強力な8コア/16スレッドAPUの面目躍如

 ここからは、いくつかの基本的なベンチマークテストで性能を検証してみよう。一般的なアプリを利用したときの使い勝手をスコアで示す「PCMark 10」や、3Dグラフィックスの描画性能をやはりスコアで示せる「3DMark」の結果を見ると、Ryzen 7 5700Gを搭載するデスクトップPCとしては平均的な数値だ。

 こうしたスコアは、CPUコアや内蔵GPUコアの性能の高さを裏付けている。Windows 11や各種アプリの操作感も上々で、各種操作で「待たされる」感覚はまったくない。NVMe対応のM.2 SSDをシステムドライブとして搭載していることもあり、Windows 11の起動も高速だ。

【表2】mouse SL8のベンチマーク結果
PCMark 10 Extended v2.1.2548
PCMark 10 Extended score5,645
Essentials10,920
App Start-up score15,330
Video Conferencing score8,939
Web Browsing score9,505
Productivity10,397
Spreadsheets score12,717
Writing score8,501
Digital Content Creation7,370
Photo Editing score11,134
Rendering and Visualization score7,289
Video Editting score4,934
Gaming3,281
Graphics score4,325
Physics score25,566
Combined score1,336
3DMark v2.22.7359
Time Spy1,570
Fire Strike3,977
Night Raid17,787
Cinebench R23.0
CPU13,566pts
CPU(Single Core)1,471pts
Cinebench R20.0
CPU5,288pts
CPU(Single Core)574pts
Cinebench R15.0
CPU2,240cb
CPU(Single Core)241cb
CrystalDiskMark 8.0.2
Q8T1 シーケンシャルリード2,541.47MB/s
Q8T1 シーケンシャルライト1,273.01MB/s
Q1T1 シーケンシャルリード1,754.66MB/s
Q1T1 シーケンシャルライト1,252.98MB/s
Q32T16 4Kランダムリード511.26MB/s
Q32T16 4K ランダムライト411.63MB/s
Q1T1 4Kランダムリード60.29MB/s
Q1T1 4K ランダムライト241.58MB/s
TMPGEnc Video Mastering Works 7
(1,920×1,080ドット/15~16Mbps/約3分の動画をH264/AVCとH.265/HEVC形式で圧縮、パラメータは標準のまま)
H.264/AVC1:46
H.264/AVC(Video Coding Engine有効)0:39
H.265/HEVC3:29
H.265/HEVC(Video Coding Engine有効)0:31

 搭載するSSDの読み書き性能を数値で示す「CrystalDiskMark」の結果を見ると、PCI Express 3.0対応M.2 SSDのミドルレンジに相当する読み書き性能だった。マザーボードのM.2スロット自体はPCI Express 4.0に対応するが、APUであるRyzen 7 5700GはPCI Express 3.0対応なので、SSDもPCI Express 3.0対応モデルを選んだのだろう。
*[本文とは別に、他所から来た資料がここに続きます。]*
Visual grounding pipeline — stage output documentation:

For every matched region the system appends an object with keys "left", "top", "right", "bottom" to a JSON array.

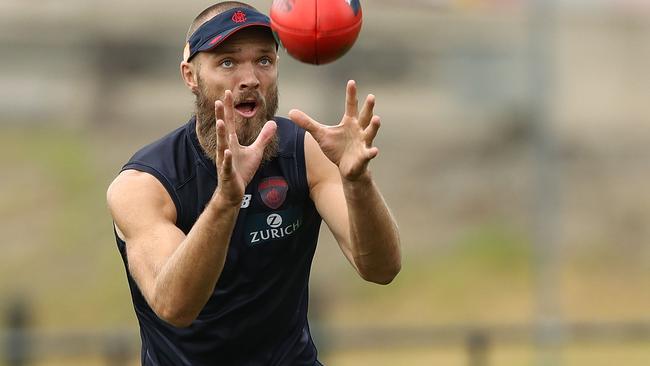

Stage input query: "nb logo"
[
  {"left": 266, "top": 214, "right": 283, "bottom": 228},
  {"left": 241, "top": 194, "right": 252, "bottom": 208}
]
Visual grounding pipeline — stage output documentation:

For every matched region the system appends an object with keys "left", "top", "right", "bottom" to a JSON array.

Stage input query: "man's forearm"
[
  {"left": 343, "top": 172, "right": 401, "bottom": 284},
  {"left": 151, "top": 190, "right": 240, "bottom": 326}
]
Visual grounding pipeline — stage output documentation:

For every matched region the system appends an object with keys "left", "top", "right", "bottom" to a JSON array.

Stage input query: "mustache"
[
  {"left": 233, "top": 90, "right": 264, "bottom": 105},
  {"left": 198, "top": 90, "right": 266, "bottom": 116}
]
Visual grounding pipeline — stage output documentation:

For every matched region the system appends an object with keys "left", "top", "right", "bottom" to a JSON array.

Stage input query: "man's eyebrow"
[
  {"left": 215, "top": 46, "right": 242, "bottom": 55},
  {"left": 257, "top": 46, "right": 276, "bottom": 54}
]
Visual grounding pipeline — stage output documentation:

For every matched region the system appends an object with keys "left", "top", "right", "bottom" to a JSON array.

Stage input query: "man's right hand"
[{"left": 214, "top": 90, "right": 277, "bottom": 206}]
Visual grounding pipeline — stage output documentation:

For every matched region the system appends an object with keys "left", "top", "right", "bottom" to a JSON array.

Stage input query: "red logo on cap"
[
  {"left": 232, "top": 11, "right": 247, "bottom": 23},
  {"left": 209, "top": 35, "right": 223, "bottom": 45}
]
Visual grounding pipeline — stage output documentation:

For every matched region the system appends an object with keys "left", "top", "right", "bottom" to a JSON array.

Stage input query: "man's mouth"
[{"left": 234, "top": 100, "right": 258, "bottom": 118}]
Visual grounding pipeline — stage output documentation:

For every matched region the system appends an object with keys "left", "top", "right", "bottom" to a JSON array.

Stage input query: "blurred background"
[{"left": 1, "top": 0, "right": 649, "bottom": 365}]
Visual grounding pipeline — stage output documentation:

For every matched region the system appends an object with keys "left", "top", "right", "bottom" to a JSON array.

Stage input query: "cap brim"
[{"left": 195, "top": 23, "right": 276, "bottom": 54}]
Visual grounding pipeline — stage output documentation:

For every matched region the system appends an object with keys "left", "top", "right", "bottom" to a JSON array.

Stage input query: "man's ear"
[{"left": 180, "top": 60, "right": 199, "bottom": 95}]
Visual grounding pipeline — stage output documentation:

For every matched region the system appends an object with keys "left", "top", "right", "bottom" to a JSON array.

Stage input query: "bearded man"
[{"left": 106, "top": 2, "right": 401, "bottom": 365}]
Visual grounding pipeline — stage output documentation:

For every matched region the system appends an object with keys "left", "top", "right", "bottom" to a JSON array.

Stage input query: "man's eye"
[
  {"left": 221, "top": 60, "right": 234, "bottom": 68},
  {"left": 259, "top": 58, "right": 272, "bottom": 66}
]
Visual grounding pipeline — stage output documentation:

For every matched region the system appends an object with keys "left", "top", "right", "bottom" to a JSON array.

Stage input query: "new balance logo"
[{"left": 241, "top": 194, "right": 252, "bottom": 208}]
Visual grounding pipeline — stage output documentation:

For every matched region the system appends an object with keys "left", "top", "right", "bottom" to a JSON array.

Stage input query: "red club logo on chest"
[{"left": 258, "top": 177, "right": 289, "bottom": 209}]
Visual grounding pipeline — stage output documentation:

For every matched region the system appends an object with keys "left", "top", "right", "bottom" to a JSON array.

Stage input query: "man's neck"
[{"left": 194, "top": 115, "right": 213, "bottom": 160}]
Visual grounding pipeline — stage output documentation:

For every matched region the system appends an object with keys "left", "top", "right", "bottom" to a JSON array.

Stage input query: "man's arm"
[
  {"left": 290, "top": 80, "right": 401, "bottom": 284},
  {"left": 107, "top": 170, "right": 239, "bottom": 327},
  {"left": 107, "top": 91, "right": 277, "bottom": 327}
]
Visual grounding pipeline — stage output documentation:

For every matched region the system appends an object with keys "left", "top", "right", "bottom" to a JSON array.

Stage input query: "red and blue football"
[{"left": 270, "top": 0, "right": 363, "bottom": 65}]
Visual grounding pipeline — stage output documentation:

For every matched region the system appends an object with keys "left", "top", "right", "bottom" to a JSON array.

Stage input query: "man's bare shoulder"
[{"left": 107, "top": 170, "right": 177, "bottom": 238}]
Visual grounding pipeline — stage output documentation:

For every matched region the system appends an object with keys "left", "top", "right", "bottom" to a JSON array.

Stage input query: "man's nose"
[{"left": 238, "top": 63, "right": 260, "bottom": 90}]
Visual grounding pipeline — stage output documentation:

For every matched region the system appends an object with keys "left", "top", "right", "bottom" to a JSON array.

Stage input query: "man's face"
[{"left": 194, "top": 27, "right": 279, "bottom": 162}]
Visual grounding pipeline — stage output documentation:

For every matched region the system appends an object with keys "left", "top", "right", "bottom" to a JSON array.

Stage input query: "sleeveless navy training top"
[{"left": 114, "top": 116, "right": 323, "bottom": 365}]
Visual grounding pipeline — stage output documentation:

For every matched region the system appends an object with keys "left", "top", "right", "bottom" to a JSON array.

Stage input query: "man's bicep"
[{"left": 107, "top": 170, "right": 185, "bottom": 300}]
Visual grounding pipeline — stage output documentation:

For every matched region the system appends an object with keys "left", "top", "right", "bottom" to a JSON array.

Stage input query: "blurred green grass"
[
  {"left": 0, "top": 126, "right": 135, "bottom": 328},
  {"left": 322, "top": 223, "right": 534, "bottom": 326}
]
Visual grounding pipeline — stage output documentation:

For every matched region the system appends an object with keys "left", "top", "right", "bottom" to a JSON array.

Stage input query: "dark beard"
[{"left": 195, "top": 78, "right": 279, "bottom": 163}]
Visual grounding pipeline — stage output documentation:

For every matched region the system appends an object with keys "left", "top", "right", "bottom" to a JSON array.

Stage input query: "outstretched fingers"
[
  {"left": 345, "top": 80, "right": 358, "bottom": 118},
  {"left": 367, "top": 146, "right": 379, "bottom": 160},
  {"left": 223, "top": 90, "right": 236, "bottom": 136},
  {"left": 361, "top": 115, "right": 381, "bottom": 163},
  {"left": 358, "top": 94, "right": 375, "bottom": 129},
  {"left": 364, "top": 115, "right": 381, "bottom": 146},
  {"left": 215, "top": 100, "right": 225, "bottom": 123},
  {"left": 252, "top": 120, "right": 277, "bottom": 151},
  {"left": 216, "top": 119, "right": 227, "bottom": 166},
  {"left": 221, "top": 149, "right": 234, "bottom": 179}
]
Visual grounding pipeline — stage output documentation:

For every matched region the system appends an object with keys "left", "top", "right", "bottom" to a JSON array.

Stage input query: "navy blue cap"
[{"left": 184, "top": 7, "right": 276, "bottom": 62}]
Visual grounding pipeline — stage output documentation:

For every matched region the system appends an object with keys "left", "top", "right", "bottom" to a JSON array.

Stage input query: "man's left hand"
[{"left": 288, "top": 80, "right": 381, "bottom": 181}]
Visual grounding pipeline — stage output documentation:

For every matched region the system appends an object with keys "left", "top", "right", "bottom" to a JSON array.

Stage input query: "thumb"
[
  {"left": 288, "top": 109, "right": 322, "bottom": 138},
  {"left": 252, "top": 120, "right": 277, "bottom": 150}
]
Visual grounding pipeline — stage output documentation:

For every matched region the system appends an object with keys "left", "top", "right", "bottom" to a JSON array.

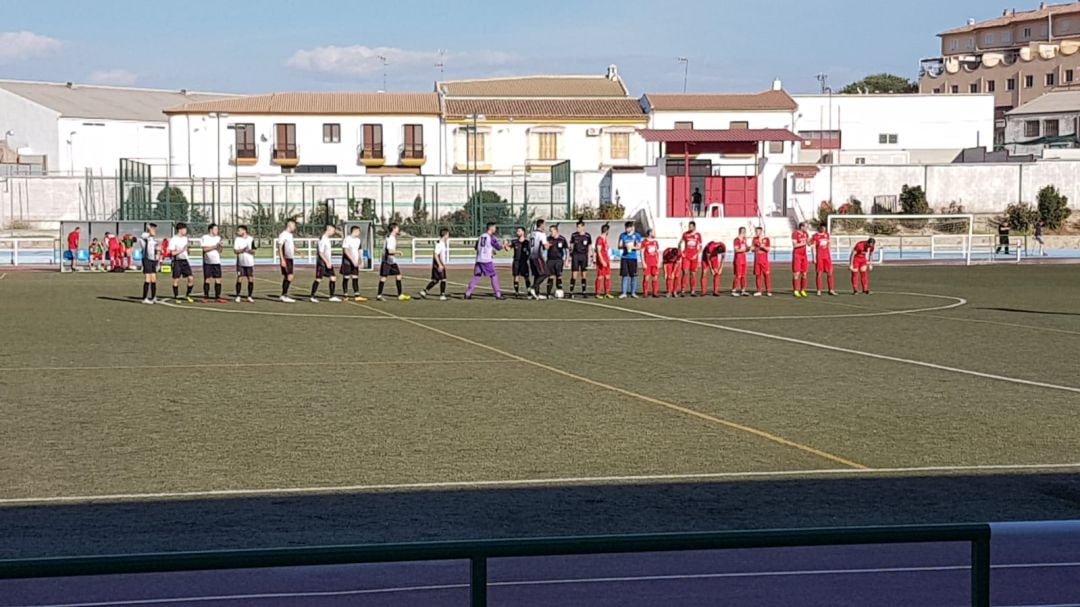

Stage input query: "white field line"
[{"left": 0, "top": 360, "right": 517, "bottom": 373}]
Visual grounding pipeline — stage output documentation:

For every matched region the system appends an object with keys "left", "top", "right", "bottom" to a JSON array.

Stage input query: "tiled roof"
[
  {"left": 0, "top": 80, "right": 232, "bottom": 122},
  {"left": 637, "top": 128, "right": 802, "bottom": 143},
  {"left": 166, "top": 92, "right": 441, "bottom": 115},
  {"left": 643, "top": 90, "right": 797, "bottom": 112},
  {"left": 444, "top": 98, "right": 646, "bottom": 120},
  {"left": 1006, "top": 88, "right": 1080, "bottom": 115},
  {"left": 438, "top": 75, "right": 628, "bottom": 97},
  {"left": 940, "top": 3, "right": 1080, "bottom": 35}
]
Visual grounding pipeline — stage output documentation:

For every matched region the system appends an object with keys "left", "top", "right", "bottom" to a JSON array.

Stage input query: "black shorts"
[
  {"left": 280, "top": 258, "right": 295, "bottom": 276},
  {"left": 430, "top": 263, "right": 446, "bottom": 281},
  {"left": 546, "top": 259, "right": 564, "bottom": 277},
  {"left": 380, "top": 262, "right": 401, "bottom": 277},
  {"left": 620, "top": 258, "right": 638, "bottom": 277},
  {"left": 341, "top": 259, "right": 359, "bottom": 276},
  {"left": 316, "top": 261, "right": 335, "bottom": 279},
  {"left": 142, "top": 258, "right": 158, "bottom": 274},
  {"left": 571, "top": 255, "right": 589, "bottom": 272},
  {"left": 172, "top": 259, "right": 193, "bottom": 278},
  {"left": 513, "top": 259, "right": 530, "bottom": 277},
  {"left": 530, "top": 258, "right": 547, "bottom": 279},
  {"left": 203, "top": 263, "right": 222, "bottom": 279},
  {"left": 237, "top": 265, "right": 254, "bottom": 278}
]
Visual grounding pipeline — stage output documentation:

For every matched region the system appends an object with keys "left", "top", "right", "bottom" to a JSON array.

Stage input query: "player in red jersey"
[
  {"left": 849, "top": 237, "right": 876, "bottom": 294},
  {"left": 700, "top": 241, "right": 726, "bottom": 296},
  {"left": 731, "top": 227, "right": 749, "bottom": 296},
  {"left": 810, "top": 224, "right": 836, "bottom": 296},
  {"left": 662, "top": 246, "right": 681, "bottom": 297},
  {"left": 751, "top": 226, "right": 772, "bottom": 297},
  {"left": 641, "top": 229, "right": 662, "bottom": 297},
  {"left": 679, "top": 221, "right": 703, "bottom": 296},
  {"left": 791, "top": 222, "right": 810, "bottom": 298},
  {"left": 593, "top": 223, "right": 613, "bottom": 299}
]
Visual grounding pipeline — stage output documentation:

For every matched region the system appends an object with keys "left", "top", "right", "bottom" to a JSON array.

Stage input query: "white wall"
[
  {"left": 169, "top": 113, "right": 444, "bottom": 178},
  {"left": 58, "top": 117, "right": 169, "bottom": 177},
  {"left": 0, "top": 89, "right": 60, "bottom": 170}
]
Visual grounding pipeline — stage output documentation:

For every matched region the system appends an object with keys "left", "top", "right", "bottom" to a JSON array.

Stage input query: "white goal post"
[{"left": 827, "top": 214, "right": 976, "bottom": 266}]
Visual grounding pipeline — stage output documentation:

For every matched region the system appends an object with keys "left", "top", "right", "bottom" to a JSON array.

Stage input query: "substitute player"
[
  {"left": 419, "top": 227, "right": 450, "bottom": 301},
  {"left": 701, "top": 240, "right": 726, "bottom": 296},
  {"left": 811, "top": 224, "right": 836, "bottom": 296},
  {"left": 791, "top": 222, "right": 810, "bottom": 298},
  {"left": 752, "top": 226, "right": 772, "bottom": 297},
  {"left": 233, "top": 224, "right": 256, "bottom": 303},
  {"left": 850, "top": 237, "right": 876, "bottom": 294},
  {"left": 618, "top": 221, "right": 641, "bottom": 299},
  {"left": 679, "top": 221, "right": 703, "bottom": 296},
  {"left": 641, "top": 229, "right": 661, "bottom": 297},
  {"left": 139, "top": 223, "right": 160, "bottom": 304},
  {"left": 545, "top": 224, "right": 569, "bottom": 298},
  {"left": 731, "top": 227, "right": 749, "bottom": 296},
  {"left": 168, "top": 223, "right": 195, "bottom": 302},
  {"left": 278, "top": 218, "right": 297, "bottom": 303},
  {"left": 377, "top": 222, "right": 410, "bottom": 301},
  {"left": 310, "top": 224, "right": 341, "bottom": 303},
  {"left": 528, "top": 218, "right": 549, "bottom": 300},
  {"left": 510, "top": 227, "right": 532, "bottom": 298},
  {"left": 200, "top": 223, "right": 225, "bottom": 303},
  {"left": 340, "top": 225, "right": 366, "bottom": 302},
  {"left": 568, "top": 221, "right": 592, "bottom": 298},
  {"left": 662, "top": 246, "right": 681, "bottom": 297},
  {"left": 464, "top": 222, "right": 506, "bottom": 300},
  {"left": 594, "top": 223, "right": 613, "bottom": 299}
]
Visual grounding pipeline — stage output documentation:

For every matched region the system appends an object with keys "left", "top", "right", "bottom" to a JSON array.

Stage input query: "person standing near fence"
[
  {"left": 168, "top": 223, "right": 195, "bottom": 303},
  {"left": 731, "top": 227, "right": 749, "bottom": 297},
  {"left": 420, "top": 228, "right": 450, "bottom": 301},
  {"left": 377, "top": 223, "right": 410, "bottom": 301},
  {"left": 995, "top": 219, "right": 1011, "bottom": 255},
  {"left": 791, "top": 222, "right": 810, "bottom": 298},
  {"left": 568, "top": 221, "right": 592, "bottom": 298},
  {"left": 139, "top": 223, "right": 159, "bottom": 304},
  {"left": 1034, "top": 220, "right": 1048, "bottom": 257},
  {"left": 752, "top": 226, "right": 772, "bottom": 297},
  {"left": 201, "top": 223, "right": 226, "bottom": 303},
  {"left": 309, "top": 224, "right": 341, "bottom": 303},
  {"left": 811, "top": 224, "right": 836, "bottom": 296},
  {"left": 545, "top": 224, "right": 569, "bottom": 298},
  {"left": 278, "top": 219, "right": 297, "bottom": 303},
  {"left": 510, "top": 227, "right": 532, "bottom": 298},
  {"left": 618, "top": 221, "right": 642, "bottom": 299},
  {"left": 233, "top": 225, "right": 256, "bottom": 303},
  {"left": 528, "top": 218, "right": 549, "bottom": 300},
  {"left": 340, "top": 225, "right": 366, "bottom": 302},
  {"left": 66, "top": 226, "right": 80, "bottom": 272},
  {"left": 464, "top": 222, "right": 505, "bottom": 300},
  {"left": 594, "top": 223, "right": 613, "bottom": 299}
]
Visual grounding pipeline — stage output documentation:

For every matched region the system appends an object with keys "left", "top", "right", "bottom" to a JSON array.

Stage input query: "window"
[
  {"left": 1023, "top": 26, "right": 1032, "bottom": 38},
  {"left": 933, "top": 87, "right": 942, "bottom": 94},
  {"left": 322, "top": 123, "right": 340, "bottom": 144},
  {"left": 987, "top": 80, "right": 996, "bottom": 92},
  {"left": 965, "top": 37, "right": 975, "bottom": 49},
  {"left": 768, "top": 140, "right": 784, "bottom": 154},
  {"left": 949, "top": 39, "right": 959, "bottom": 51},
  {"left": 233, "top": 123, "right": 255, "bottom": 159},
  {"left": 1007, "top": 78, "right": 1017, "bottom": 90},
  {"left": 362, "top": 123, "right": 383, "bottom": 159},
  {"left": 1024, "top": 120, "right": 1040, "bottom": 138},
  {"left": 674, "top": 121, "right": 693, "bottom": 130},
  {"left": 466, "top": 131, "right": 486, "bottom": 162},
  {"left": 878, "top": 133, "right": 898, "bottom": 144},
  {"left": 1024, "top": 75, "right": 1034, "bottom": 88},
  {"left": 609, "top": 132, "right": 630, "bottom": 160},
  {"left": 1002, "top": 31, "right": 1012, "bottom": 43},
  {"left": 984, "top": 33, "right": 995, "bottom": 45},
  {"left": 273, "top": 123, "right": 296, "bottom": 160},
  {"left": 1041, "top": 24, "right": 1049, "bottom": 36},
  {"left": 951, "top": 84, "right": 960, "bottom": 94},
  {"left": 1044, "top": 119, "right": 1060, "bottom": 137},
  {"left": 729, "top": 120, "right": 749, "bottom": 129},
  {"left": 402, "top": 124, "right": 424, "bottom": 158},
  {"left": 1047, "top": 72, "right": 1057, "bottom": 86},
  {"left": 969, "top": 83, "right": 979, "bottom": 93},
  {"left": 854, "top": 157, "right": 867, "bottom": 165},
  {"left": 537, "top": 132, "right": 559, "bottom": 160},
  {"left": 1067, "top": 69, "right": 1075, "bottom": 83},
  {"left": 798, "top": 130, "right": 841, "bottom": 149}
]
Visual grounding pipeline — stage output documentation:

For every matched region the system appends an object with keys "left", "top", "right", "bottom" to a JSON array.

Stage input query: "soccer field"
[{"left": 1, "top": 264, "right": 1079, "bottom": 558}]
 CPUコア部分の処理性能を反映する「Cinebench R15/20/23」と、「TMPGEnc Video Mastering Works 7」の結果は、8コア/16スレッド対応のCPUコアを搭載するモデルらしいスコアや処理時間だった。スモールビジネスや個人向けの低価格なデスクトップPCとして考えれば、十分過ぎる性能と言える。

 システム全体の消費電力は、アイドル時が22.1W、システムに高い負荷をかける「OCCT 10.1.7」の「PowerSupply」テストを10分間継続したときの最高消費電力は137.5W。またこの高負荷時のCPU温度は87℃だ。かなり高い負荷をかけるOCCTのPowerSupplyテストでこのCPU温度なら、日常的な作業で問題が発生することはない。

 使い勝手の面で言うと、付属のキーボードやマウスがワイヤレスタイプになったことも見逃せない。従来の有線タイプと比べると、キーボードやマウスを自由な場所に置けるようになり、ケーブルの引き回しも必要ない。また1つのレシーバでマウスとキーボードを接続できるため、利用するUSBポートは1つで済む。

キーボードとマウスはワイヤレスタイプに変更された
1つのUSBレシーバでキーボードとマウスを利用できる

 キーボードは一般的なメンブレンタイプで、タッチはやや柔らかめだがタンタンと軽快にタイプできる。マウスはスタンダードな3ボタンマウスだ。特に変わった機能があるわけではないが、動きはなめらかで快適に操作できる。


 mouse SL8は、搭載するインターフェイスや基本性能、使い勝手など、高いレベルでバランスの取れたスタンダードなスリムデスクトップPCだ。CPUコアや内蔵GPUの性能が底上げされた結果でもあるが、このクラスのPCを10万円台で購入できるのは、かなりお得感がある。

 ただし初期構成はメインメモリが8GB、ストレージが256GBとやや非力なので、最低でも今回検証したモデルと同じくメモリは16GBにして、ストレージも利用するファイルの容量に合わせて強化したい。

 ちなみにマウスコンピューターのBTOメニューは、ほかの直販メーカーのBTOメニューと比べるとメモリやSSDの価格が安く、自作パーツショップで購入するときの実売価格と近い。用途や目的を検討して自分に必要な容量が分かっているなら、自分で増設するよりはBTOメニューで初めから追加した方がいいだろう。